Benjamin Brown French, who had often disagreed with Adams on matters of policy, and had made many caustic comments about him personally in his diary, waxed more sentimentally upon Adams’s passing. Three months after Adams had passed, French remembered that Adams had once called upon him at his office while French was out. French visited Adams, when he learned why Adams had stopped by his house. “The main object of Mr. Adams’s desire to see me was, that I would aid him in getting a poor orphan boy appointed a page in the House.” This was the softer side of what many saw as a very hard man. But the most interesting entry took place the day after Adams died, when French was in the Capitol and he was alone with the remains of Adams:


No one was in the room save myself & the form . . . who but a short time since was well entitled the greatest & most learned Statesman of his country.
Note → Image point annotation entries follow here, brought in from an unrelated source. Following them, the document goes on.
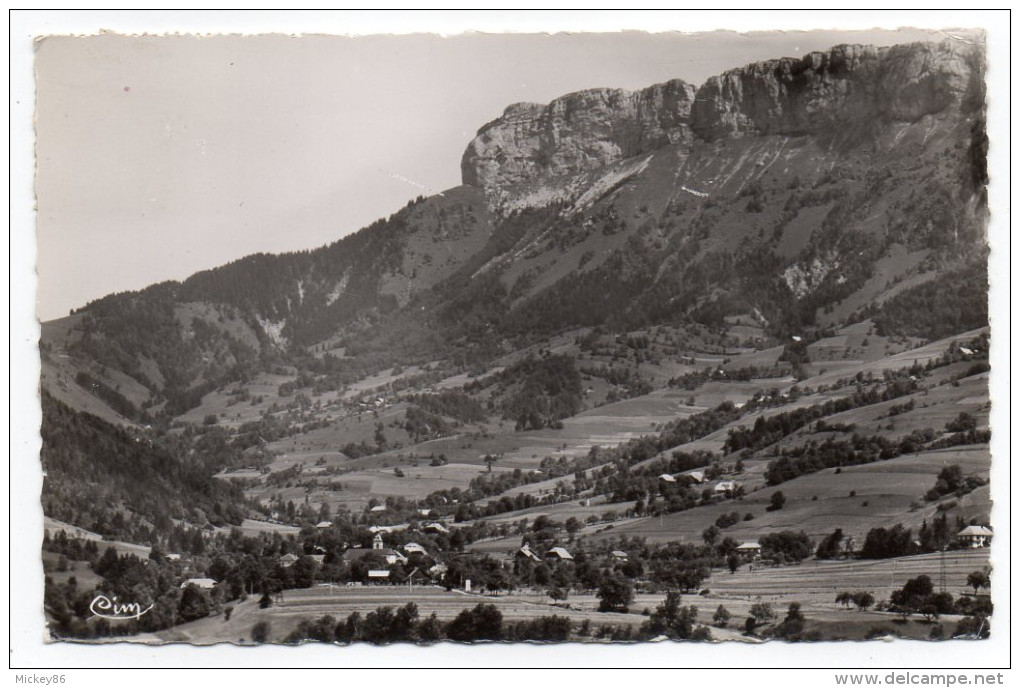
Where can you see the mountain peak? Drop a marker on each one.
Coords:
(576, 133)
(588, 130)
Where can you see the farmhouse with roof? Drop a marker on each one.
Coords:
(749, 549)
(202, 583)
(725, 487)
(560, 553)
(526, 552)
(974, 536)
(377, 552)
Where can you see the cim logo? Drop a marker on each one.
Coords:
(110, 609)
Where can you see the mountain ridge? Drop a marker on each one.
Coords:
(667, 203)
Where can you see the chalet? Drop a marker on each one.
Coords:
(974, 536)
(202, 583)
(749, 549)
(725, 487)
(526, 552)
(378, 576)
(377, 553)
(381, 556)
(417, 577)
(559, 553)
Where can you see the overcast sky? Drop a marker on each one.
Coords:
(160, 156)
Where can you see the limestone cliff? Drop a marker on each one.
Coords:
(532, 145)
(849, 83)
(580, 131)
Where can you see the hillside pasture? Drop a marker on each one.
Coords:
(888, 487)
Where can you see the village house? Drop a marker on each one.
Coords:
(749, 550)
(559, 553)
(201, 583)
(377, 552)
(725, 487)
(378, 576)
(414, 548)
(974, 536)
(526, 552)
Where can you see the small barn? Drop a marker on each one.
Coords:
(378, 576)
(526, 552)
(974, 536)
(749, 549)
(202, 583)
(559, 553)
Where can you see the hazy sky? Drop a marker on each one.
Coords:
(160, 156)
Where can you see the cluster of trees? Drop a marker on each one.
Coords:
(113, 399)
(814, 457)
(153, 583)
(696, 379)
(621, 376)
(452, 404)
(951, 480)
(953, 303)
(550, 390)
(125, 485)
(482, 623)
(769, 429)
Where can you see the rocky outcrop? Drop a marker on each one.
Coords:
(850, 83)
(533, 144)
(577, 133)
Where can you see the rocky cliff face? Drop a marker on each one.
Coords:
(821, 91)
(577, 133)
(588, 130)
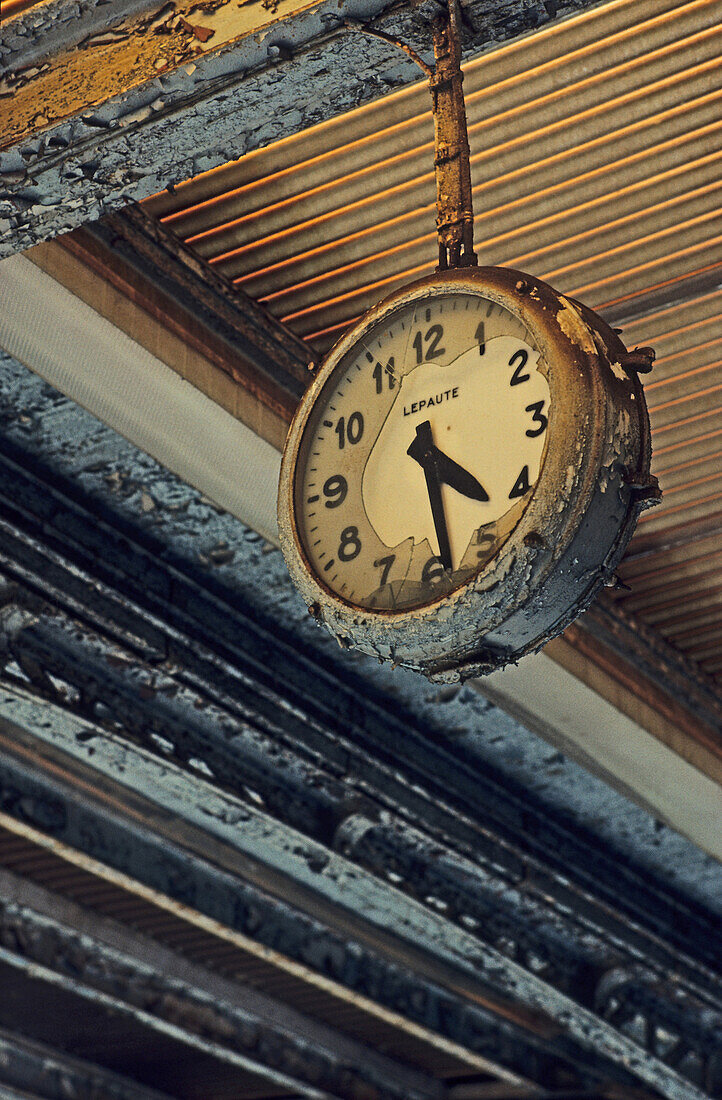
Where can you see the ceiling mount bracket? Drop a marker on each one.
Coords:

I could hardly realize that what I saw before me but yesterday contained the brilliant intellect, the almost unbounded information, the almost Godlike mind of John Quincy Adams—and that now it was but a clod of the valley[,] as unconscious & inanimate as the bier upon which it was well extended!! A great man has gone to the tomb, but his works & deeds of usefulness shall continue as long as his Country shall be known among the nations of the earth.


“John Quincy Adams, ‘the old man eloquent,’ who, as a scholar and statesman, surpassed any man this country has ever produced.”